Aile Mektebi katılımcılarımızın aşina olduğu bir diğer husus ise Ali İmran suresi 6. ayet-i kerimede şöyle belirtilmiştir: “Rahimlerde sizi dilediği gibi şekillendiren O’dur…” (Al-i İmran, 6) İnsan, daha dünyaya gelmeden evvel Allah’ın kitabında yer bulduğundan dolayı diyebiliriz ki, inanan insan için ana rahmi çocuk eğitiminin ilk merhalesidir. O halde rahim bir dershane, bir okul ve bir mekteptir.
Anne ve babalar iyi bilmelidir ki, evlatlarının Allah’ın rızasını ve cennetini kazanması için kendilerinden istenen iki şey vardır. İlki fiili, diğeri ise lisanî dualardır. Bir bebeğin, rahimde yaşadığı 9 ay süresince bu dualardan uzak kalmasını, onu yaşamında hoş şeylerin beklemediğinin göstergesi olarak ele alabiliriz.

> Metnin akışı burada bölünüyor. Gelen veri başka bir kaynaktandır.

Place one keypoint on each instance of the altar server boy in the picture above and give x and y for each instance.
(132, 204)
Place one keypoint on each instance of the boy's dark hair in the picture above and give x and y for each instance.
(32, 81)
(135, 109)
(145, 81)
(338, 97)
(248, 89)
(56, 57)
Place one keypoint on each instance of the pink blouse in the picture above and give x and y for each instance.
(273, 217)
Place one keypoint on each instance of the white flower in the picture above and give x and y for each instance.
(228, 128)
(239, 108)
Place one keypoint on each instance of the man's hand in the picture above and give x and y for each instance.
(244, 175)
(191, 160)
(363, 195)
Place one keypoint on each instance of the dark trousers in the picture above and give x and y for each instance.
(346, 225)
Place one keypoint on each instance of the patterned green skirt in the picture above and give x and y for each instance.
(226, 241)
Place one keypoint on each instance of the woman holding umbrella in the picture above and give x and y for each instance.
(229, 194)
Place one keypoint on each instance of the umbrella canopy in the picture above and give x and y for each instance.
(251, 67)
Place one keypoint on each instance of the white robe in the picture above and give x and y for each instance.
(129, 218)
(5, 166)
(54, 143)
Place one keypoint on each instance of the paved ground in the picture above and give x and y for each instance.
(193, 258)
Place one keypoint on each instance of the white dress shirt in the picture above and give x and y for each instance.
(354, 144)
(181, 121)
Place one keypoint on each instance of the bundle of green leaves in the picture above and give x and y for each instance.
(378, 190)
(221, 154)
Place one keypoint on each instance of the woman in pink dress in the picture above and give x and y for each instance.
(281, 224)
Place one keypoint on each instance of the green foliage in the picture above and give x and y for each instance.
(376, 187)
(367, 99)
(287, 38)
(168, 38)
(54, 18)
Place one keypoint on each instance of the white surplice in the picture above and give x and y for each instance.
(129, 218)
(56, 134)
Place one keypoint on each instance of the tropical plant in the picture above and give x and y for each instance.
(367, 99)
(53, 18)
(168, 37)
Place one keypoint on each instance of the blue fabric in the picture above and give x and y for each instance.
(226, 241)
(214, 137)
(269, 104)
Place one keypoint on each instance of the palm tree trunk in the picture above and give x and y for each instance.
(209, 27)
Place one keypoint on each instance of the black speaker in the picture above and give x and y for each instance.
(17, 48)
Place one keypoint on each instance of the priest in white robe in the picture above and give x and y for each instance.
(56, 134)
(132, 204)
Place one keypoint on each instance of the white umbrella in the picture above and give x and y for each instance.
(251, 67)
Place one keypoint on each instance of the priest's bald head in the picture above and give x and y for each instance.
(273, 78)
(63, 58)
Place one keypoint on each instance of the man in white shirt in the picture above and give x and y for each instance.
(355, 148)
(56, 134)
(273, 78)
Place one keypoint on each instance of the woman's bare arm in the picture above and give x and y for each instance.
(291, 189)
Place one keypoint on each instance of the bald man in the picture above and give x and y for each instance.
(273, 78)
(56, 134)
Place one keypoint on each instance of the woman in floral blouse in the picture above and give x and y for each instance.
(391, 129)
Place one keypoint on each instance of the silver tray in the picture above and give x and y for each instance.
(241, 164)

Örnek verecek olursak, bir anne adayı bebeğini karnında taşıdığı her an yeme içmesinden, yaşayış tarzına kadar her şeyin ona tesir edeceğinin bilincinde olmalıdır. Dolayısıyla bir anne, çocuğunun salih bir kul olmasından, öldükten sonra vereceği hesaba kadar her konuda, daha hamileyken yapacağı bütün fiili duaların etken olacağını da bilmeli ve az evvel zikrettiğimiz mevzulara hassasiyet göstermelidir. Aldığı gıdalar kadar, yalan, gıybet ve diğer günahlar da aynı şekilde bebeğe tesir edecektir. Nitekim annenin ahlaki olarak sahip olduğu müspet veya menfi özelliklerin rahmindeki çocuğa sirayeti ispatlanmıştır. Netice olarak, batının doğumdan hemen sonra başlattığı eğitim sürecini, Kur’an-ı Kerim’in bebeğin rahme düştüğü ana kadar öne aldığını söyleyebiliriz. Tüm bu zikrettiğimiz vazifeler, fiili dualar kapsamında anlaşılmalıdır.